Folks always ask me what was my favorite place to visit and photograph, a question I’ve never been able to answer. If they ever asked me where the least favorite place I visited and photographed was, however, I have an easy answer: Mount Diwata, in the southern Philippine island of Mindanao. The "golden mountain," is one of the largest sources of gold in the Philippines and possibly the world, but was nicknamed "Diwalwal" in the local Cebuano slang, which means "tongues hanging out from exhaustion” mountain. Mindanao has long been plagued by civil and political strife and violence, including a decades long muslim insurgency, and amid this chaos in the 1990s the mountain was taken over by thousands of poverty-stricken, freelance prospectors, leaving a solitary army base on the mountain's peak to maintain law and order. It truly was, and still is, a wild west town.

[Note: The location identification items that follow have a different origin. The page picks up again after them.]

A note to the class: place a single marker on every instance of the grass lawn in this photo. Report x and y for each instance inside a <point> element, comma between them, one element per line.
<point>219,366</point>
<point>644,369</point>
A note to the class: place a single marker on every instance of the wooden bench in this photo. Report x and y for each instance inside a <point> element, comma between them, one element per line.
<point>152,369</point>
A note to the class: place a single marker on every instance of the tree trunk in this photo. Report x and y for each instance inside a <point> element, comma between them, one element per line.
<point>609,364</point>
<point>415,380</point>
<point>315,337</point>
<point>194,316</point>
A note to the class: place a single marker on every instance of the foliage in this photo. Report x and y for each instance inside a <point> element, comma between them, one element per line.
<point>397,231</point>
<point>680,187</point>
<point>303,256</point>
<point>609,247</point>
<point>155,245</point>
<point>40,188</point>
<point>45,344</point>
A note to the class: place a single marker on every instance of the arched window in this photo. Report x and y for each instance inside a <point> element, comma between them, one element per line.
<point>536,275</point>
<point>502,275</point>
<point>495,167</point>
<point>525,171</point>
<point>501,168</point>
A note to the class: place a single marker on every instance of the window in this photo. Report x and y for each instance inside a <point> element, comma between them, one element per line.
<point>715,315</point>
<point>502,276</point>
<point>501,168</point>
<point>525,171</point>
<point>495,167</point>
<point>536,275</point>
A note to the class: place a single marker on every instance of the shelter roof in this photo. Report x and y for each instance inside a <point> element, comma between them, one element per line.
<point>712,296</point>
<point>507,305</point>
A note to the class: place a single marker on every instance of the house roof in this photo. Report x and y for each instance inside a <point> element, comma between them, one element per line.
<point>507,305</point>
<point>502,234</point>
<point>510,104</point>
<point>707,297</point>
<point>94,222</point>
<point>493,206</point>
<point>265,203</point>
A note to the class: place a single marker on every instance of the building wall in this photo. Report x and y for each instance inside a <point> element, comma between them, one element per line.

I arrived there in April 1997 with fellow photographer Ben Davies. Heading up the mountain on the backs of motorcycles we arrived in the bottom of a valley of ramshackle huts and open mine shafts lining a street, where water and toxins spilled out from mining operations. We found a dormitory that passed for a hotel in the heart of Diwawal but within an hour of our arrival word got out and soldiers from the local military outpost came down and pulled us out, telling us know in no uncertain terms we were not allowed to stay in town. If we insisted of staying on the mountain, we had to stay in the base, sleeping in their small medical clinic. Ben and I spent less than week on the mountain, climbing down the hand dug mine shafts and witnessing the widespread use of mercury and cyanide to extract gold from the mined rocked. Men, women and children all dug and shifted for gold in a toxic stew that spilled down streams from the mountain. Our last night on the mountain a miner was stabbed to death, his body left in the street outside our original hotel; the man lay there all night and the next day before his corpse was finally taken down the mountain, strapped to the back of a motorcycle.
A month after returning to my home in Bangkok I found myself curled up on the floor with stomach cramps so bad I could barely stand; after a stomach endoscopy at BNH hospital in Bangkok I found out I’d contracted the bacteria H-pylori on the mountain and would need to take a two months of heavy antibiotics and painkillers. Oh, and I couldn’t drink coffee or alcohol for the two months. The work was later published in Sekai Magazine in Japan as part of their “Cry of the Earth” series I shot for them on environment issues in Southeast Asia.
All shot on Fuji Provia 100 slide and rescanned this week.